Selain itu, saya sudah bekerja keras sejak usia yang sangat muda. Karena itu, saya tidak pernah iri dengan teman-teman sebaya yang masih asyik di bangku kuliah, sementara saya sudah harus bekerja keras dan mengasuh anak. Justru saya bangga. Pengalaman hidup seperti ini, barangkali tidak bisa didapat mereka di bangku kuliah.
Tapi, tentu saja saya tidak merendahkan pendidikan formal. Bahkan meski sudah mendapat uang yang tak sedikit sekarang (1997-red) ini, saya masih ingin sekolah! Saya ini jenis manusia yang senang belajar, yang ingin tahu banyak hal, yang ingin mengerti yang tidak saya mengerti! Pokoknya, walau sudah mereguk banyak pengalaman, saya merasa masih harus menempa diri!
Saya yakin, masih banyak yang bisa dilakukan. Jadi, kalau ada yang bilang saat ini (1997-red) saya tengah di puncak karier dan menanyakan apakah saya tidak gelisah mengenai apalagi yang bisa saya lakukan pada usia 30, saya tidak setuju! Masih banyak yang bisa dan harus saya lakukan, paling tidak untuk diri saya sendiri.
Jujur saja, sebenarnya kadang saya jenuh dan lelah juga menjalani pekerjaan demi pekerjaan. Jadwal saya begitu ketat, sampai-sampai saya tak sempat melakukan kesenangan pribadi. Kalau sudah merasa begitu, saya ingin jadi orang biasa saja yang bekerja dari jam 9 pagi sampai jam 5 sore.
Tapi, kalau dipikir-pikir lagi, tidak mungkin saya menjalani kehidupan yang rutin begitu. Pasti lebih membosankan lagi, karena saya orang yang ingin tahu banyak hal. Karena itu, saya memilih melakukan pekerjaan yang variatif. Kalau capek, ya istirahat. Atau mengutak-atik internet, baca buku, dan tidur.
Sekarang (1997-red) ini saya sadar betul betapa beruntungnya saya. Karena meskipun hidup saya tidak gampang, saya selalu bisa mengatasinya. Karier saya pun maju, meski masih muda. Bukankah saya sangat beruntung? Tuhan benar-benar baik pada saya, dan saya sangat bersyukur karenanya.”
Ingin Pindah Ke Jakarta
“RENCANA pribadi? Banyak, antara lain pindah ke Jakarta. Di Singapura, saya khan hampir selalu sendirian. Ada anak saya, memang. Tapi keluarga dan teman-teman saya lebih banyak di Jakarta. Jelas lebih menyenangkan berada di dekat orang-orang yang kita sayangi. Tapi saya belum tahu kapan akan pindah. Yang jelas, saya harus menyiapkan mental dulu. Kalau menetap di Jakarta, pasti saya banyak diserang gosip. Wah, saya tidak mau mendengar berita-berita bohong mengenai saya!
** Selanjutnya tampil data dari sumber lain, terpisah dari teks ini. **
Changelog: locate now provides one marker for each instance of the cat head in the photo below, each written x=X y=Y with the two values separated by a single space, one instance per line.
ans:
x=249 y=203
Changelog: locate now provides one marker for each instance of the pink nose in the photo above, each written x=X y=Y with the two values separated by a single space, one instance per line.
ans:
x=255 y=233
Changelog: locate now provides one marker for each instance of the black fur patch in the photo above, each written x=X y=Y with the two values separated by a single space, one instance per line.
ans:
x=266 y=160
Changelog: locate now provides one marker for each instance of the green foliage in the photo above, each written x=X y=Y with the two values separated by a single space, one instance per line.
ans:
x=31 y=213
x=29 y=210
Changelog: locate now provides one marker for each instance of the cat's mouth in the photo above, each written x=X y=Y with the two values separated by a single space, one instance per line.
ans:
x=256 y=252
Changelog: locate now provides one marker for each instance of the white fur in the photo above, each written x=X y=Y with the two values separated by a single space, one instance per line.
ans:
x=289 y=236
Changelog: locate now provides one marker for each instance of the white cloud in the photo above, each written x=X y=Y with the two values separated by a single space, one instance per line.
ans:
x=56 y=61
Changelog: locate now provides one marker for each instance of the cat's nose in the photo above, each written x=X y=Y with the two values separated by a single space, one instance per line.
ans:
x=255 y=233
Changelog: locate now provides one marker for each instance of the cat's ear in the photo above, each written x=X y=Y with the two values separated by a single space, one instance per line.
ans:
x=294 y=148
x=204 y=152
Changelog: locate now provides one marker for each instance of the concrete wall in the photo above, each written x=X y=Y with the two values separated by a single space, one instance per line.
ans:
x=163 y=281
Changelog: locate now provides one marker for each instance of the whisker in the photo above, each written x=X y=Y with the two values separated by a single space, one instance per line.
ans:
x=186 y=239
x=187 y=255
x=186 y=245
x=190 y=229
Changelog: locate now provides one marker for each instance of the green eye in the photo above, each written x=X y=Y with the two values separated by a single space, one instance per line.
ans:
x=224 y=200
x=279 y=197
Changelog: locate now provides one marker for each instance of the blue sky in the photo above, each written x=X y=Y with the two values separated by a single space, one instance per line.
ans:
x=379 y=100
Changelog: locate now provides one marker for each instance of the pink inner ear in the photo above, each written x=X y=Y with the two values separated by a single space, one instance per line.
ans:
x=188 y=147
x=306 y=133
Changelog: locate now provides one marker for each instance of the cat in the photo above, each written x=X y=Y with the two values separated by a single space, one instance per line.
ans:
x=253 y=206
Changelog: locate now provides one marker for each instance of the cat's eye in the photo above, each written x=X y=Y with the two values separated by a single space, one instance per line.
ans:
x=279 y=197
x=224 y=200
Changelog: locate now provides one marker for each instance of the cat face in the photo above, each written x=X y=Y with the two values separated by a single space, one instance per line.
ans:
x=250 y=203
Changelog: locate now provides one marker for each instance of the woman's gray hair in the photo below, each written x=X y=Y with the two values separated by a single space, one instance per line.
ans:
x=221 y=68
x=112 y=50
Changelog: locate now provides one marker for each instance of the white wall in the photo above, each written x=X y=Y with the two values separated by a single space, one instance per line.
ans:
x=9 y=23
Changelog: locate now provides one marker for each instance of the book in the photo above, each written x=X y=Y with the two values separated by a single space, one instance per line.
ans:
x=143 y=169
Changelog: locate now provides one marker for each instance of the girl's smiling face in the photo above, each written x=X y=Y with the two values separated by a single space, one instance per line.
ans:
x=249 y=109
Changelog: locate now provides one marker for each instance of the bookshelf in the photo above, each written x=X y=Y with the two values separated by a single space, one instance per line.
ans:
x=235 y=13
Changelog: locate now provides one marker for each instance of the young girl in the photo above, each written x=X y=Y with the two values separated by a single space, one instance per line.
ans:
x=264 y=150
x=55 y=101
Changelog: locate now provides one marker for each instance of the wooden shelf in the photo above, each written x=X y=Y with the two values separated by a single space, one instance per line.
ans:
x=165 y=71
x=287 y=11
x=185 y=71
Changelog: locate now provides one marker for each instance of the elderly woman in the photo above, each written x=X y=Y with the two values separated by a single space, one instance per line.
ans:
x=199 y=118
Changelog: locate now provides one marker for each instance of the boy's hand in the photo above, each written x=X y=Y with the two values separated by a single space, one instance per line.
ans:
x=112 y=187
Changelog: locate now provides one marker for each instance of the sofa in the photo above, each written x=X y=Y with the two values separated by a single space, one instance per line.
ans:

Nah, kalau ditanya soal pacar, dengan cepat akan saya jawab: tidak punya! Selain karena sibuk sehingga tidak sempat lihat kanan-kiri, saya juga belum bertemu dengan laki-laki yang sifatnya saya ingini. Karena punya karier, saya harus didampingi pacar yang mengerti kesibukan saya. Kalau tidak, tentu akan cemburu melihat saya sering pergi ke mana-mana. Saya juga ingin pacar yang tahu membedakan saya sebagai pribadi dan saya sebagai pekerja.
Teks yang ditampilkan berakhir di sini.